The attendees: Illing, 37, invited childhood friends including Francisca Campos, 33, who helps manage the estate, and Zoe Graham, 39, a co-C.E.O. of her family’s Portuguese winery, Churchill’s. Other locals included the Lisbon-based art director Marcelo Alcaide, 35, and the Caminha-based artist Nettie Burnett, 75, who created the wave-shaped sculpture woven from willow reeds in the property’s orchard as a memorial for Illing’s brother, a keen surfer. The London-based contingent included the Brazilian artist Antonio Tarsis, 28, and his gallerist, Vanessa Carlos,40; the artist and curator Bianca Chu, 35; and Elizabeth Sorensen, 42, the co-founder of the mental health practice Portobello Behavioural Health.

The table: The off-white linen tablecloth, terra-cotta-colored linen napkins and glasses were all sourced from the Porto homewares store Tuwaterra, which is run by Illing’s friend Joana Warren Verandah Gagaen. To light the large hall, more than 100 candles were placed around the room in glass or silver candlesticks and candelabras, either family heirlooms or pieces left behind by previous occupants. (Each time the house has changed hands, it’s been sold with all its contents.)

The food: Varanda described the dinner format as an “elevated picnic”: a spread, served on platters in the center of the table, from which everyone could help themselves. “Sharing adds a social aspect,” she says. “Even if you’re a shy person, if you have to ask someone to pass a plate or share from the same loaf of bread, it engages you in some way.” First came a series of vegetable-based dishes, many of them made with produce from the property’s garden, including fresh local goat cheese and beetroot; sautéed grelos (a local bitter green); brown-butter-braised leeks and oranges; and charred black lime cabbage in a butter tomato sauce, served with braided loaves and hunks of focaccia. The main course was a light, tender gnocchi with salmoriglio (a blend of herbs, lemon and olive oil); dessert was a rich chocolate mousse with candied grapefruit, served alongside a silky fig-leaf flan. “My mother’s favorite fruits were figs,” Illing says.

The drinks: Graham supplied an array of Churchill’s Douro Valley wines, including, for the aperitif, a white port, honey-sweet and golden-toned from the skin-on fermentation process.

The music: When the Wi-Fi acted up in the hall, a portable speaker was installed in the large adjoining bathroom. Alcaide, the art director, had made a playlist that included tracks from “Aquaphoria,” an album of ambient-heavy mixes by the musician Kelela and her collaborator the D.J. Asmara, and the echo in the tile-covered room suited the record’s haunting vocals.

The conversation: Guests were invited to bring along a small object associated with a personal memory to serve as a conversation starter.
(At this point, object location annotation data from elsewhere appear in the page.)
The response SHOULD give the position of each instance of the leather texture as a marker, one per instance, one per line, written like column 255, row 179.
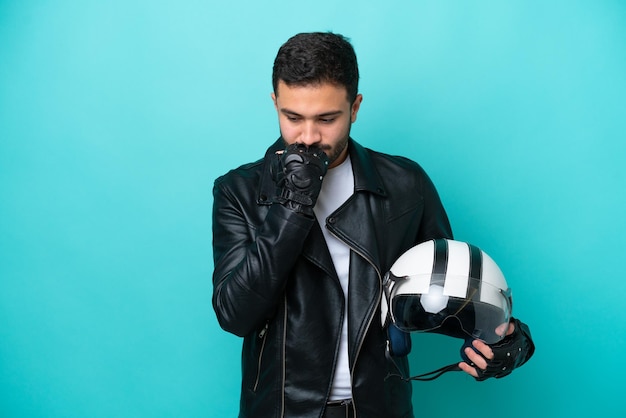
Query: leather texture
column 275, row 284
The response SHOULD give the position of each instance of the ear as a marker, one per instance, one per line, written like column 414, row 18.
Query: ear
column 355, row 107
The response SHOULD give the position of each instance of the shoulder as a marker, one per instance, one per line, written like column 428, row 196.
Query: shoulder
column 244, row 173
column 395, row 166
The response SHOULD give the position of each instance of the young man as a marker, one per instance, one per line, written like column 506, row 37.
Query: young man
column 302, row 239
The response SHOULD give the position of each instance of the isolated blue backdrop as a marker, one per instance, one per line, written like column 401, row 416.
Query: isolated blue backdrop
column 116, row 117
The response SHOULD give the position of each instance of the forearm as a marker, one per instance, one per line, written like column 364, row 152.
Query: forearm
column 252, row 265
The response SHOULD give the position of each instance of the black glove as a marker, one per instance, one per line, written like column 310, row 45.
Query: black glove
column 298, row 174
column 509, row 353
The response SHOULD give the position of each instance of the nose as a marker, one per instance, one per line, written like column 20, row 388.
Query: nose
column 310, row 135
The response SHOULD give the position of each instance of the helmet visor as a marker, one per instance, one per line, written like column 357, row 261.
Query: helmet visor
column 450, row 305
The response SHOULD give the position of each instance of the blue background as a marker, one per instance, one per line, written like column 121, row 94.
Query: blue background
column 116, row 117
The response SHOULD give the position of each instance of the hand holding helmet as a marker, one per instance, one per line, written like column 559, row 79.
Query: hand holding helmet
column 454, row 288
column 497, row 360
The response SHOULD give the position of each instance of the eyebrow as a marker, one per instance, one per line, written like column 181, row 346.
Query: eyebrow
column 321, row 115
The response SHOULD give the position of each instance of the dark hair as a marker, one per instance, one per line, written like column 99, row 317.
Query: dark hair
column 318, row 57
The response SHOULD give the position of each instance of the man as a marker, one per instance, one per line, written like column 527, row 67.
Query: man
column 302, row 239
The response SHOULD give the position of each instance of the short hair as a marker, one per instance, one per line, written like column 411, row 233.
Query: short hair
column 317, row 57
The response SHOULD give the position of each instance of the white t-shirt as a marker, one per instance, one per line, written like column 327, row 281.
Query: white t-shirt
column 337, row 187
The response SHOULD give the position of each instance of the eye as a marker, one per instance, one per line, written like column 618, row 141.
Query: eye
column 327, row 120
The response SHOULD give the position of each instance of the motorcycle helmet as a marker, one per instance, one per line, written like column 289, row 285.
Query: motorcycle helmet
column 447, row 287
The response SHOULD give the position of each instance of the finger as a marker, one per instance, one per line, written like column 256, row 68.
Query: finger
column 484, row 349
column 511, row 328
column 468, row 369
column 475, row 358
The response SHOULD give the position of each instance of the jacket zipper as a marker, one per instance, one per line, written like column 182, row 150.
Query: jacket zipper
column 263, row 336
column 282, row 399
column 369, row 321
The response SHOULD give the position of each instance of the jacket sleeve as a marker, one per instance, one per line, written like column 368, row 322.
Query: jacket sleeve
column 251, row 263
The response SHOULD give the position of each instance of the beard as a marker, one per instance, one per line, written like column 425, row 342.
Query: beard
column 333, row 153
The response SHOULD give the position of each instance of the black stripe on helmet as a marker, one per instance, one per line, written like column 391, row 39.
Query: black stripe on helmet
column 475, row 271
column 440, row 258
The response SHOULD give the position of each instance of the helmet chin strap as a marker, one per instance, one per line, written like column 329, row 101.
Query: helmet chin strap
column 399, row 345
column 424, row 377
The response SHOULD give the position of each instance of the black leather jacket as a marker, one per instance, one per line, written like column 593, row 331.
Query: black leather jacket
column 275, row 285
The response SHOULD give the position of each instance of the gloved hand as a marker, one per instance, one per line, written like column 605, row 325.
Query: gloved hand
column 298, row 173
column 508, row 354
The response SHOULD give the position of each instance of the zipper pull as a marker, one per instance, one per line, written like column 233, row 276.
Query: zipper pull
column 264, row 330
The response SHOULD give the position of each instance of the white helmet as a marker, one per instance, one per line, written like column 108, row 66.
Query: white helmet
column 442, row 279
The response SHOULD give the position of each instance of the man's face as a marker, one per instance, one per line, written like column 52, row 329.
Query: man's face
column 318, row 114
Burnett chose a wax-covered notebook in which she registers her family’s dates of birth and death using codified hole-like markings burned with a magnifying glass. Graham presented a camellia from her childhood home in Porto’s Caminhos do Romântico neighborhood, and many guests recalled the parties she once threw there. Illing had selected a small shell filled with sand that her brother had collected from the beach beside his home. Unsurprisingly, the conversation lingered on loss, but it was heartwarming rather than heavy. “I find my work very energizing, and I think that’s the interesting, unexpected element,” Illing says.

Two entertaining tips: Illing recommends proposing a theme, as she did, and asking everyone to bring something relevant to break the ice. “I like to encourage guests to get straight into asking questions and sharing and getting vulnerable,” she says, adding, “Also, candles — lots and lots of candles.”